Why have two garages next to each other? The reason is to minimize deadhead bus mileage. Deadheading is the ‘not in service’ miles  between the garage and the bus route. It takes three forms:

  1. Pullouts from the garage at the beginning of the day and pullins to the garage at the end of the day.
  2. Driver reliefs when the bus stays out all day and the drivers must be replaced.
  3. Not-in-service trips to and from the Overhaul Base for heavy repairs.

For reasons that are rather arcane and difficult to describe, a garage near downtown Minneapolis incurs significantly fewer deadhead miles and deadhead bus driver hours than a suburban location. The current Heywood Garage houses about 250 buses. In fact, there are about 400 buses that ideally should be based at that location to minimize deadhead, hence the new garage.

Metro Transit is looking for state funding. If obtained, construction could start in 2019.

Homelessness and Transit
Homelessness continues be a problem that is devilishly hard to solve. Witness the current debate over the Hiawatha & Franklin tent city. Also getting press recently has been homeless people living overnight on transit vehicles, mostly the Green Line because it runs 24 hours a day.

According to a recent report to the Metropolitan Council by Transit Police Chief John Harrington, last winter saw 250-300 people living on the trains overnight, after the regular shelters close their doors. Many ride during the day as well. In 2017 there were 2442 calls about homeless riders received by the transit police. The homeless presence works against the goal of increasing ridership.

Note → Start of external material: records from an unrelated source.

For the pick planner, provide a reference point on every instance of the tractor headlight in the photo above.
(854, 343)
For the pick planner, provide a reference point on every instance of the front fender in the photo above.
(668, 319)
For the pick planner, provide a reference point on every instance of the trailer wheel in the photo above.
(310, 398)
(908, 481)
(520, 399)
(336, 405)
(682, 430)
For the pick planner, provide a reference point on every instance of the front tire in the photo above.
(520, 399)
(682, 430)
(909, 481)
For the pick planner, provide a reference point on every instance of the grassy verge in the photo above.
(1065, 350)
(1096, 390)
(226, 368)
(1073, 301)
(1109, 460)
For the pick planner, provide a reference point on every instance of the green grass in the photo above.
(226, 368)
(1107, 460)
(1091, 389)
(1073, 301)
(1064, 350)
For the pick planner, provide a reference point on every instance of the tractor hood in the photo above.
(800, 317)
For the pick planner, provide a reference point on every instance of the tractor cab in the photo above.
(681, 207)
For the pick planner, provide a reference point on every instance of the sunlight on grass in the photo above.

Metro Transit has been trying to find a solution that is humane, but doesn’t tolerate crime, obnoxious behavior and unsanitary conditions. Chief Harrington has said that you can’t arrest your way out of this problem.

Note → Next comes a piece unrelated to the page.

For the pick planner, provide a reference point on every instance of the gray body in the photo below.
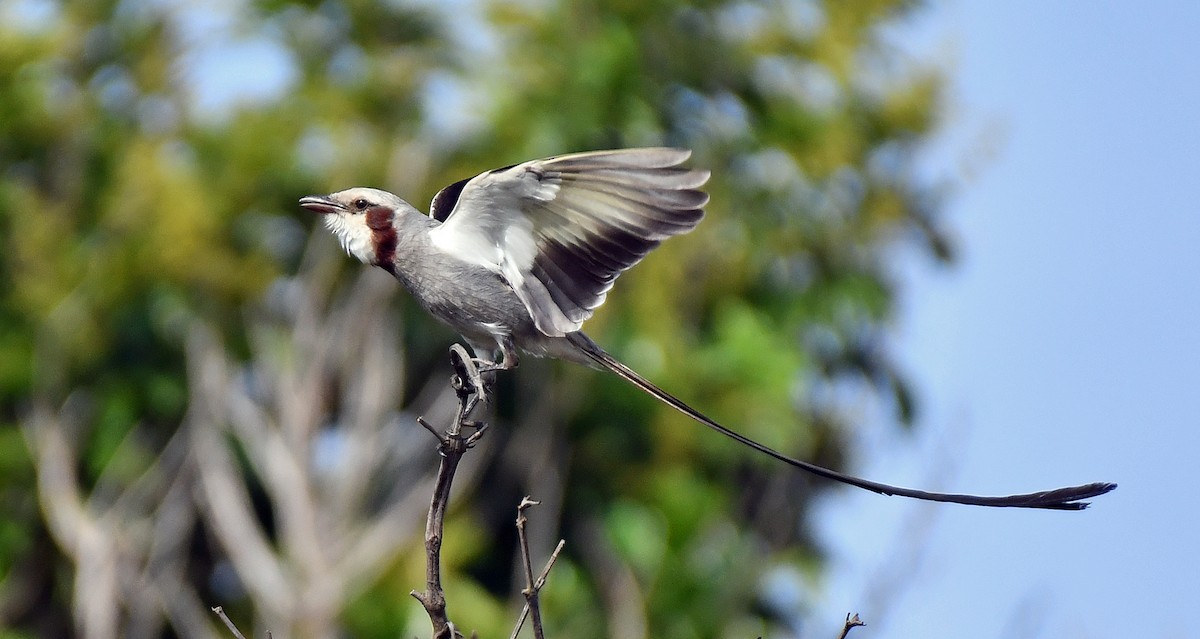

MTPD have been studying best practices in other large cities. One proposal is to recruit case workers to create a registry of the homeless using the train,  so the police aren’t starting over with every interaction. This will allow case workers to intervene with specific individuals and work with social service agencies to find alternate housing. Metro Transit is also revising its Rider Code of Conduct to be more specific about which homeless behaviors will or won’t be tolerated. The current Code wasn’t designed to deal with homelessness.

Speaking of the Transit Police
Chief Harrington also presented a report to the Met Council on trends in transit policing.

There are currently 185 sworn officers, 115 full time and 60 part time, with the part-timers drawn from other departments. This is up from 130 in 2011. The increase is largely due to the need for on-board fare checking on light rail, commuter rail and bus rapid transit. This number will continue to rise in 2019 when the C Line rapid bus opens on Penn Avenue N.

The byproduct of fare checking has been a much stronger police presence on those services. For example, in June 2018, 7.2% of Green Line passengers had their fares checked. The number was 9.3% on the Blue Line and 4.8% on the A Line. It is generally recognized that about 5% checks are needed to discourage fare evasion.

Harrington says the Transit Police are the most diverse force in the metro area. Since 2011, the number of female officers increased from 7 to 38, African-Americans from 5 to 32, Latinos from 6 to 11, Asian-Americans from 2 to 21 and Native Americans from 0 to 2.

New Officers

Metro Transit’s new police officer class, October 2017.

The Transit Police focus their resources on the routes and locations where crime rates are the highest. This has led to a constant on-the-ground presence at several downtown Minneapolis stops, the St. Paul Central LRT Station, the Blue Line Midtown Station and the Brooklyn Center Transit Center. Crime is down dramatically at those places.

Transit Police ride the buses as well, an average of 2700 rides per month. These are concentrated on the handful of routes that are most problematic.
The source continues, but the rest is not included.